The small calendar Oksana Yemelianova keeps on the fridge of her one-room apartment in Irpin, on the outskirts of Kyiv, is frozen in time.
Ms Yemelianova used to mark the days with a sliding square, but she hasn’t moved it since February 24, the day Russia launched the invasion of Ukraine and her soldiers quickly moved to Irpin. Ms Yemelianova was evacuated in March as the fighting intensified, but she and her husband, Ivan, returned a month later after the Russians were driven from the town. They immediately faced a new ordeal.
Their five-story building was barely habitable. Much of the roof had been destroyed and many walls showed signs of shrapnel damage. Tank tracks still lined the driveway. The ground floor flat which Ms Yemelianova shares with her husband had been inhabited by soldiers and although nothing had been stolen, there were still boot prints on the mattress.
Now she and the other residents of the building had a dilemma: who would pay for the repairs?
With minimal financial support from the government, Ms Yemelianova and the others were left to fend for themselves. They each contributed what they could and raised 2.2 million hryvnia, or $81,000, to replace the windows and repair part of the exterior. But they still need about 6 million hryvnia to rebuild the roof. With nowhere to go, they created a website and asked for donations.
The building at 19 Kovalskyi Lane is just one of thousands across Ukraine that are in desperate need of repairs or, in many cases, outright reconstruction.
The current cost of rebuilding the country’s infrastructure is estimated at nearly $350 billion, according to the World Bank, and that figure will rise as the war continues. Ukrainian government finances are dire and while Canada and other countries have offered to help, for now most of the burden falls on local residents, many of whom have already experienced unspeakable horror. And now they have to rebuild largely on their own.
At Kovalskyi Lane, Ms. Yemelianova and 133 other families in the building were asked to contribute US$1,000 each towards repairs to the building. Less than half could afford to pay and only a handful of families returned. The Yemelyanovs only managed to raise $500. They also had to cover the cost of repairing their own apartment and buying a new sink, toilet and some furniture.
None of this has been easy given that Ms Yemelianova cannot find a job and her husband earns a small income as a mechanic. “We can’t afford all these repairs,” Ms Yemelianova, 41, said as she surveyed her studio.
The couple had previously been driven out of Lugansk in eastern Ukraine in 2015 after the outbreak of war with Russian-backed rebels. Now they had lost almost everything again.
Across town, Viktoriia Deineka, 62, and her 72-year-old husband, Petro, have lived in their spacious four-bedroom home for decades. Mr. Deineka grew up here and took over the property when his parents died. They built a small guest house in the garden and added a sauna.
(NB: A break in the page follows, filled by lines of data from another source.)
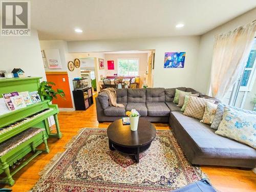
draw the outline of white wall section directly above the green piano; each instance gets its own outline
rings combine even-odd
[[[36,30],[31,30],[31,36],[0,36],[0,47],[0,70],[10,73],[13,68],[21,68],[26,76],[46,80]]]

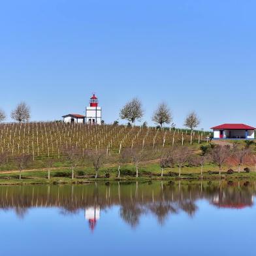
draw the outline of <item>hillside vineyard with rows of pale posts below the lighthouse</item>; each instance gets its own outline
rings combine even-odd
[[[84,125],[62,122],[4,123],[0,125],[0,153],[7,161],[28,154],[33,161],[51,157],[61,159],[67,147],[104,149],[106,154],[122,148],[159,148],[200,144],[209,133],[181,129],[156,129],[128,125]]]

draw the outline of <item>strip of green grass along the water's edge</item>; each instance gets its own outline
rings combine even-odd
[[[104,167],[99,171],[97,180],[99,181],[147,181],[147,180],[234,180],[234,179],[253,179],[256,180],[256,172],[234,172],[234,174],[227,174],[227,168],[221,172],[221,176],[217,173],[217,168],[214,165],[206,165],[202,177],[200,176],[200,167],[184,167],[182,168],[182,176],[178,177],[178,167],[165,169],[164,176],[161,178],[161,170],[157,163],[150,165],[140,165],[139,177],[135,177],[135,167],[133,165],[125,165],[121,168],[121,177],[118,178],[117,167]],[[216,172],[210,174],[208,171]],[[176,176],[170,176],[170,172]],[[110,174],[109,178],[105,174]],[[78,167],[75,170],[75,178],[71,179],[70,168],[63,167],[57,170],[51,170],[50,180],[48,180],[48,171],[43,169],[24,171],[22,172],[22,180],[19,180],[19,172],[1,173],[0,172],[0,185],[3,184],[80,184],[94,182],[95,172],[92,167],[84,168]]]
When the Russians invaded, Mrs. Deineka headed for central Ukraine, but her husband refused to leave. He nearly died when a missile hit the guest house. The bomb flattened the building and shrapnel ripped through the main house, leaving dozens of holes in the roof and cracks in the walls.
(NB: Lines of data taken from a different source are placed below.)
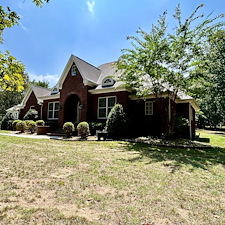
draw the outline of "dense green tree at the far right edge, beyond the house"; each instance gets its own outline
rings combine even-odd
[[[205,64],[208,69],[205,85],[194,84],[193,93],[202,111],[200,125],[215,128],[225,121],[225,30],[215,30],[206,47]]]

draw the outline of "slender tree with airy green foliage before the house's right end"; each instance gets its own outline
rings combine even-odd
[[[133,41],[133,48],[123,50],[117,63],[117,69],[123,71],[119,79],[126,88],[139,97],[155,94],[160,98],[162,93],[167,93],[175,101],[180,91],[189,91],[193,81],[204,78],[206,39],[216,28],[224,26],[224,22],[214,23],[224,15],[214,18],[210,18],[211,14],[197,15],[201,7],[182,21],[178,5],[173,15],[177,25],[172,33],[167,32],[165,12],[149,33],[139,29],[137,33],[141,37],[128,37]],[[196,25],[197,20],[200,23]],[[163,116],[162,122],[168,120]],[[175,116],[173,110],[166,137],[173,133]]]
The couple, who depend on pensions for their income, have registered with the city for some kind of support. But they haven’t heard anything so far, and as winter approached, Mr. Deineka took charge of the repairs himself. He has installed new windows and repaired most of the roof, but the covering is only temporary and the couple are worried about whether the house will be warm enough. Ms Deineka waved her hand when asked how much it all cost. “I can’t even calculate it,” she said. “And the costs keep going up.”
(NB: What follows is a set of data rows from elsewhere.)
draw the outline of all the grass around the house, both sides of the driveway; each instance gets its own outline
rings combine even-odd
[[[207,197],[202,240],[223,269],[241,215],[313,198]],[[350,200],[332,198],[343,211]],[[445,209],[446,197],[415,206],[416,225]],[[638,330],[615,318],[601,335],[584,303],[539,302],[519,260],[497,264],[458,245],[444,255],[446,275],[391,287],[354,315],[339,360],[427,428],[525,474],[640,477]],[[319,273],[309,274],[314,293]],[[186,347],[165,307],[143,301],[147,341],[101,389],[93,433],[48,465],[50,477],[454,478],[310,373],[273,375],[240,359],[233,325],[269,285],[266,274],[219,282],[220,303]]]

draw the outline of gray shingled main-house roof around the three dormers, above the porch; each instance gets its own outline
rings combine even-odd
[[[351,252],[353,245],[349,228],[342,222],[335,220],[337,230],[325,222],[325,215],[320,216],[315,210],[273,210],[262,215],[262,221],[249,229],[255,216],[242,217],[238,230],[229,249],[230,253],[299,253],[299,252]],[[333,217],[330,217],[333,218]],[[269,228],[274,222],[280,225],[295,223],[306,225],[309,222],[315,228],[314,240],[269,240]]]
Valentyn Bronetko has seen almost no change to the exterior of his building at 17 Yablunska Street in the nearby town of Bucha, despite promises from city officials that repairs would be carried out.
It was one of the most notorious streets during the Russian occupation. At least 20 people have died here and the nine-story building bears deep scars from the fierce battle to reclaim the suburb. Several apartments on the top three floors were blown out and many windows in the stairwells remain broken.
The city replaced dozens of windows in apartments, but other than that, Mr Bronetko said the building looked the same as when he returned with his wife and two children in May after the end of the occupation. “It’s a constant reminder of what happened,” he said, looking at the giant holes in the top three floors where the apartments once stood. “There is a sense of death here.”
There is no financial support to repair individual apartments, and so Mr. Bronetko paid 100,000 hryvnia to repair his walls and ceiling, which were lined with shrapnel holes. He estimated that less than a third of the 146 flats are now occupied and many more residents are unlikely to return given the state of the structure.
On the fourth floor, Oleksandr Melnyk has lived here since the block opened in 1983. He knew the people who lived in the bombed-out apartments. Most of them had been evacuated before the rocket hit, he added, but one boy died.
Mr. Melnyk remained in Bucha throughout the occupation and spent most of his time hiding in the school basement across the parking lot, dodging bombs and Russians.
At first he found it almost impossible to live here after the occupation. There was no heating, electricity or running water. The water is back and the electricity comes and goes. Remarkably, his apartment was largely intact and he settled back in despite the soot still coating the staircase and the lingering smell of burnt debris from the units above. “You get used to it,” he said with a shrug.